The job cuts announcement came alongside an operational update for the September quarter. Wild weather in the US has seen upstream guidance tightened to 2.15m and 2.25m barrels of oil per day, while average prices are at a 15-20 per cent discount to Brent spot, meaning earnings will be poor once again. Shell loses $6bn in its annual cash flow from operations for each $10/bbl movement in the oil price. 

Consultancy Rystad Energy said oil supply would likely overshoot demand in the December quarter, given current Covid-19 trends. OPEC has also kept supply up, meaning prices could dive again. 

In the June quarter, Shell got a boost from its trading division, which had $1.5bn in underlying earnings in the period. This will not be repeated in the September quarter, with “below average” results expected. 

In a Q&A posted to its website, Shell chief executive Ben van Beurden said the company would not stay in business in the long-term in its current state. “[Reaching net zero by 2050] does mean dramatic change for Shell – and that includes changes to our business plans over time,” he said. Broadly Mr van Beurden said middle management would be in the firing line, while cuts would be used to maintain margins in the upstream division, and make the refining business “smaller but smarter”. 

Panmure Gordon analyst Colin Smith said the job cuts implied “wrenching change” within the company but did not look incrementally meaningful. 

A broader strategy update is expected in February. However, Mr van Beurden gave some insight into Shell’s long-term future. “We will have some oil and gas in the mix of energy we sell by 2050, but it will be predominantly low-carbon electricity, low-carbon biofuels, it will be hydrogen and it will be all sorts of other solutions too,” he said. 
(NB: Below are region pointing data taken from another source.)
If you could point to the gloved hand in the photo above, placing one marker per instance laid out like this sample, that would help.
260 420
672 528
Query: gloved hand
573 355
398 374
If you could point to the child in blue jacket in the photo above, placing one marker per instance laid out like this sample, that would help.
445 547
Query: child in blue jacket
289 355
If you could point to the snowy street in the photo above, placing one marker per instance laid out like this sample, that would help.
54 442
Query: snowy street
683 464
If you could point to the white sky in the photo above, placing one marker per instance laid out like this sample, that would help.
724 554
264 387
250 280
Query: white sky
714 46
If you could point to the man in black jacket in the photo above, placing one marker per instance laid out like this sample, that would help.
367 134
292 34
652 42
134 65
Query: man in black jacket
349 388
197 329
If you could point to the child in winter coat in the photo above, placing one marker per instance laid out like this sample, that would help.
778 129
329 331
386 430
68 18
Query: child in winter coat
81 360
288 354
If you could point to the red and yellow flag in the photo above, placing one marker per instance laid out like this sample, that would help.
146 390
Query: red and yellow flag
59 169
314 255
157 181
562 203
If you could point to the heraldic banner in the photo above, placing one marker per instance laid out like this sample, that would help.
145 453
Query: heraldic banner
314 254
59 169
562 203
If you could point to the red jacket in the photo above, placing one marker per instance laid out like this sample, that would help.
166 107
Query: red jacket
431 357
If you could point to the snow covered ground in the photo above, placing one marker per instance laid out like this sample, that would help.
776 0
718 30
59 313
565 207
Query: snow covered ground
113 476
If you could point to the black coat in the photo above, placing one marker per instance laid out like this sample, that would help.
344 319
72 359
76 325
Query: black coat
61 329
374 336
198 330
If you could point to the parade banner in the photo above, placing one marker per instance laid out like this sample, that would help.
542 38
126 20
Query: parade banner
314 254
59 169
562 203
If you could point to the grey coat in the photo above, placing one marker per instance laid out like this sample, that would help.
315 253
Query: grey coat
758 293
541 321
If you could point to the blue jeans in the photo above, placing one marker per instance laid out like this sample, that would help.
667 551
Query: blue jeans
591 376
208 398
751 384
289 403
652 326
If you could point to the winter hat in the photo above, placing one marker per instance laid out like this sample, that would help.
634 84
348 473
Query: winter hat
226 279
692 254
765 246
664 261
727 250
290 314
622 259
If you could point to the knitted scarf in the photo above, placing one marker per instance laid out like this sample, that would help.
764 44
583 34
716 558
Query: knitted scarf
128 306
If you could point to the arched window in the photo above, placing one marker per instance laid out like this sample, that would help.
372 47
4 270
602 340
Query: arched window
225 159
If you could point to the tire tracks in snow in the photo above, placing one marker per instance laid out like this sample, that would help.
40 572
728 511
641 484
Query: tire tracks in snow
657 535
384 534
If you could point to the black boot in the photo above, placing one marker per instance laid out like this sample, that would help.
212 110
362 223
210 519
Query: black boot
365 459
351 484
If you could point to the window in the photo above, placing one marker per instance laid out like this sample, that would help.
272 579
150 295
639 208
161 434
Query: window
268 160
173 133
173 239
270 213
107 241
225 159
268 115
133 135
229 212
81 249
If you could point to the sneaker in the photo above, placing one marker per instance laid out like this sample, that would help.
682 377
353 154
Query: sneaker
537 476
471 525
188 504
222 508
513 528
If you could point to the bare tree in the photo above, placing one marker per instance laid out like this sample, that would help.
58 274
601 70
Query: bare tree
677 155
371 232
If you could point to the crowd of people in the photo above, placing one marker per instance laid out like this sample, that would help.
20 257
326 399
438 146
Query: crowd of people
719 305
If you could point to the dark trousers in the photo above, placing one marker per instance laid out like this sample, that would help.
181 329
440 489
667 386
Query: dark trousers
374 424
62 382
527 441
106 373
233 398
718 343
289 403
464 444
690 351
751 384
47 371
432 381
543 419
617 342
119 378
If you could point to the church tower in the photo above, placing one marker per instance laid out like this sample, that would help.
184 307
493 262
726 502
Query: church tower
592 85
The emissions linked to oil sales will be offset by carbon capture technology and tree planting, the Shell boss said, although much work is still needed to demonstrate the former’s viability as a credible path to net zero emissions. Questions are also commonly raised about where the millions and millions of trees that would need to be planted to offset emissions from the world’s fossil fuel companies.